DeepSpeed/install.sh

176 строки
4.0 KiB
Bash
Executable File

#!/bin/bash
set -e
err_report() {
echo "Error on line $1"
echo "Fail to install deepspeed"
}
trap 'err_report $LINENO' ERR
usage() {
echo """
Usage: install.sh [options...]
By default will install deepspeed and all third party dependecies accross all machines listed in
hostfile (hostfile: /job/hostfile).

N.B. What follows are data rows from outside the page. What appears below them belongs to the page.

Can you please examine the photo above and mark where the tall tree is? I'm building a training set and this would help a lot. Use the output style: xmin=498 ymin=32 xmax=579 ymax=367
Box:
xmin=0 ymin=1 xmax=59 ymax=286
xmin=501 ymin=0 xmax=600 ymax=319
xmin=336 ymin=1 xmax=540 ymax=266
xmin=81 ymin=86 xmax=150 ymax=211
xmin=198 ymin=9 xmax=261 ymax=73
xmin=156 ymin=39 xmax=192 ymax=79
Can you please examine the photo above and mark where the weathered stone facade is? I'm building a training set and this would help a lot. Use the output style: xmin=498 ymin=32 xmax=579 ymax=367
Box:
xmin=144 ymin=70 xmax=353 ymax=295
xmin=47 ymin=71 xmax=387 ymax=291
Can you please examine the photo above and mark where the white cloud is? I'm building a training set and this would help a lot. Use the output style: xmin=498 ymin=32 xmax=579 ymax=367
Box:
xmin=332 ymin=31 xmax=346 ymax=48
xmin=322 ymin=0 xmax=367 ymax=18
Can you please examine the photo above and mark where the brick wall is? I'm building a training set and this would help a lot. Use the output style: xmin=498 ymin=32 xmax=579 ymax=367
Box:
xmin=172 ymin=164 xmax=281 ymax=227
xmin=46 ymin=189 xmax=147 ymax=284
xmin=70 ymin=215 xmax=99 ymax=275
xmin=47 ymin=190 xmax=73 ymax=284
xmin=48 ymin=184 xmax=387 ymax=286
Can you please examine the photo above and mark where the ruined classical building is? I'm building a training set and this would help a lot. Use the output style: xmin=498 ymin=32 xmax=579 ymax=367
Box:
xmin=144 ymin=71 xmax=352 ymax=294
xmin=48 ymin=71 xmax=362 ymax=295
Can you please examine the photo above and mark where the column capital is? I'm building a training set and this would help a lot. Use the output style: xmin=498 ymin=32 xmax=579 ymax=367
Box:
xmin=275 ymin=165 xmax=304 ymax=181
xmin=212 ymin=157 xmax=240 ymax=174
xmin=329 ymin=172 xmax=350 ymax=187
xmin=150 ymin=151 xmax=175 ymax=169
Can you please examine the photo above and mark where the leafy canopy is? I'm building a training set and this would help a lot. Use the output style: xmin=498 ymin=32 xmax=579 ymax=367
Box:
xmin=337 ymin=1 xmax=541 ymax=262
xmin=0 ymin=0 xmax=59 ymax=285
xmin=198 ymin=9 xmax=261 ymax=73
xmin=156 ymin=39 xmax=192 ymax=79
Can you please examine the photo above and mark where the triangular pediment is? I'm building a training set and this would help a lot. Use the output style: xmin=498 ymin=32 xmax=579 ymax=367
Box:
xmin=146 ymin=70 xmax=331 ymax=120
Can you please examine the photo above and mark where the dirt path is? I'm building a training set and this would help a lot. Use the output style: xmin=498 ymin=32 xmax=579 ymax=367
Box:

If no hostfile exists, will only install locally
[optional]
-l, --local_only Install only on local machine
-s, --pip_sudo Run pip install with sudo (default: no sudo)
-r, --allow_sudo Allow script to be run by root (probably don't want this, instead use --pip_sudo)
-n, --no_clean Do not clean prior build state, by default prior build files are removed before building wheels
-m, --pip_mirror Use the specified pip mirror (default: the default pip mirror)
-H, --hostfile Path to MPI-style hostfile (default: /job/hostfile)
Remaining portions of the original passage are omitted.